De petits corps, d'environ un demi-micron de diamètre, et plus tard appelés sous le nom de « mitochondries » ont été détectés au microscope optique dès 1894. Bien qu'ils aient continué à être largement étudiés par microscopie au cours des 50 années, laissant derrière elle une littérature énorme et controversée, aucun progrès n'a été réalisé, et la constitution chimique et les fonctions biochimiques des mitochondries sont restées inconnues, jusqu'à la fin de cette période.

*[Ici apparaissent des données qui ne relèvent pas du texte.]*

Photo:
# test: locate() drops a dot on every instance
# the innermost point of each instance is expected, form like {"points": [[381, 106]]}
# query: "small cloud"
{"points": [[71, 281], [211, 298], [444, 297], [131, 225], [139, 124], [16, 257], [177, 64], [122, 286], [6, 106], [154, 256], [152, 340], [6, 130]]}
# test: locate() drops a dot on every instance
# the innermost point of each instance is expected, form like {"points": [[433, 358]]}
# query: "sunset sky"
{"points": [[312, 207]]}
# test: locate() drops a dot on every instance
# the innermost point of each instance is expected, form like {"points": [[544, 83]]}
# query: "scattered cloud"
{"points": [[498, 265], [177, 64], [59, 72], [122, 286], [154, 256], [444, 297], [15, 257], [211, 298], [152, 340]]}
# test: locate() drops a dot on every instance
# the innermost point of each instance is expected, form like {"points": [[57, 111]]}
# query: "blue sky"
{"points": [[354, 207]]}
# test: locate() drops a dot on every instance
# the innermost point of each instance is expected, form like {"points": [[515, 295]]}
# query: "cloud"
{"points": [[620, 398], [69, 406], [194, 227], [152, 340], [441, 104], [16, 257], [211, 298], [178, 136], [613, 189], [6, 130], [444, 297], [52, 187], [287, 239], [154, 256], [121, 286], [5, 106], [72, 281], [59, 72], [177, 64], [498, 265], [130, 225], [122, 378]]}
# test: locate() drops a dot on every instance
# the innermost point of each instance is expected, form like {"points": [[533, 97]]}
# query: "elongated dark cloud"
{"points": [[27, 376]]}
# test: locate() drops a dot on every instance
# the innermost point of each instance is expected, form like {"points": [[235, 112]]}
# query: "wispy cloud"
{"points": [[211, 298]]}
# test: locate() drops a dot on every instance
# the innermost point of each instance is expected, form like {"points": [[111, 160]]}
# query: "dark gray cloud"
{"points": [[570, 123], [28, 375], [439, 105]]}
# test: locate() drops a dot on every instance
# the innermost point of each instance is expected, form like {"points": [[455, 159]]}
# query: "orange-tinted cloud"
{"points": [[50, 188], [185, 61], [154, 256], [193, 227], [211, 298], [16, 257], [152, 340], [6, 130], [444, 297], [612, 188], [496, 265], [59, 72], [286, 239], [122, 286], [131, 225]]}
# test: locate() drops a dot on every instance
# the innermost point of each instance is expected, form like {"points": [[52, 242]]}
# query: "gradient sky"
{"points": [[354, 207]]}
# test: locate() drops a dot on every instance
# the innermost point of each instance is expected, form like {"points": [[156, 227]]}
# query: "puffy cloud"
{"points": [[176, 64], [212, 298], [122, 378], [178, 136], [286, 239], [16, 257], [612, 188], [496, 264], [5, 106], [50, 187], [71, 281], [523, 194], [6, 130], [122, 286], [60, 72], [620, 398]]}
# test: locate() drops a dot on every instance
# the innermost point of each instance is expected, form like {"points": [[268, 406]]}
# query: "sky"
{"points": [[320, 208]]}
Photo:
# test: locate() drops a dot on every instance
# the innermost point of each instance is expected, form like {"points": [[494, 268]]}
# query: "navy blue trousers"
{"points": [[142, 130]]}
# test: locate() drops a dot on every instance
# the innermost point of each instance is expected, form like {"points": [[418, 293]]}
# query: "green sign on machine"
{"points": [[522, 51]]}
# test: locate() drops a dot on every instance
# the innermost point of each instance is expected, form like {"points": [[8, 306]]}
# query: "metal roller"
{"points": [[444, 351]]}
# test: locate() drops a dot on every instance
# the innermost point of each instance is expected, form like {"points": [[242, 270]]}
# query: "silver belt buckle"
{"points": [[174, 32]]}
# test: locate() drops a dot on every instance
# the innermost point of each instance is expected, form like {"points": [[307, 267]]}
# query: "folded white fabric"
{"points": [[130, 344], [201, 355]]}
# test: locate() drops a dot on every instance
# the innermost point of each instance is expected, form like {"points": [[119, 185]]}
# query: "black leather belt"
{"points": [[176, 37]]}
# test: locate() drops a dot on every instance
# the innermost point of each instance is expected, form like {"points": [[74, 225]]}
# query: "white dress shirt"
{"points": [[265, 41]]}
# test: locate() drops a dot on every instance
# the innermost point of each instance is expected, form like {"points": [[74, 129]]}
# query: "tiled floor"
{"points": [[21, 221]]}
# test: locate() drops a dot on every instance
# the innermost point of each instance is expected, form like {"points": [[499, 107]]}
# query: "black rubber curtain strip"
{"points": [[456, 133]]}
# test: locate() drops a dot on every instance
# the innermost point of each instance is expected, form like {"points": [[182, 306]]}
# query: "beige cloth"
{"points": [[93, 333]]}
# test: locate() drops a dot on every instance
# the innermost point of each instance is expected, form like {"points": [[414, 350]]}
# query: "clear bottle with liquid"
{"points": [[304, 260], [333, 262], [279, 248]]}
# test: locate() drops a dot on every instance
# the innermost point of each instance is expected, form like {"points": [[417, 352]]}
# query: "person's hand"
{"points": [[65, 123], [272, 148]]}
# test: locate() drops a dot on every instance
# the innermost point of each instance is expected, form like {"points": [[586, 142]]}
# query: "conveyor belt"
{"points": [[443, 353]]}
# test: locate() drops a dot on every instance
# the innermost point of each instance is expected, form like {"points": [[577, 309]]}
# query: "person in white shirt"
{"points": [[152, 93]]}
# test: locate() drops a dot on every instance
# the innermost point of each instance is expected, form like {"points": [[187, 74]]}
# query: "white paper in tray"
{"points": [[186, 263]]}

Au début des années 40, j'ai commencé à planifier une enquête sur la distribution des pigments respiratoires dans les cellules. Considérant la complexité du problème, j'ai réalisé qu'il devait s'agir d'une entreprise collaborative. Un an environ auparavant, j'avais collaboré avec Dean Burk et Winsler pour leur fournir un matériau qui les intéresse, Chicken Tumor No 10, qu'ils ont utilisé dans leurs études sur la fonction respiratoire des cellules tumorales. Nous avons commencé à expérimenter, bien qu'ils aient été légèrement impressionnés par la valeur scientifique de mon projet, comme ils me l'ont dit des années plus tard. Leur laboratoire était idéalement situé au coin de York et de la 68e, au niveau de la rue avec le département de l'Université Cornell de Vincent du Vignaud. Je me souviens avoir traversé la rue en leur tendant, par la fenêtre, chaque fraction telle qu'elle était isolée, ma part étant la détermination de la constitution chimique des fractions, et leur répartition respective au sein de la Cellule. Un jour, Rollin D. Hotchkiss est apparu, revenant d'une bourse d'un an passée à Cambridge, en Angleterre, qui était ravi de trouver à son arrivée, je cite, "les fruits d'or à ma porte". Nous avons été bientôt rejoints par Hogeboom, et plus tard par W. C. Schneider en ce qui concerne la distribution du cytochrome c dans la cellule, et sa participation aux processus respiratoires. Ensemble, les observations ont fourni des preuves concluantes pour étayer l'opinion selon laquelle la plupart, sinon la totalité, de la cytochrome oxydase, de la succinoxydase et du cytochrome c, trois membres importants du système respiratoire responsables de la majeure partie de l'absorption d'oxygène, étaient séparés dans les mitochondries. Parallèlement à ces études biochimiques, des preuves ont également été obtenues, par des tests effectués avec des colorants caractéristiques, tant au microscope qu'in vitro, montrant que les organites respiratoires et les mitochondries observées au microscope étaient une seule et même chose, une information morphologique qui serait restée sans signification, cependant, si nous n'avions pas obtenu au préalable, la connaissance de leurs fonctions biochimiques.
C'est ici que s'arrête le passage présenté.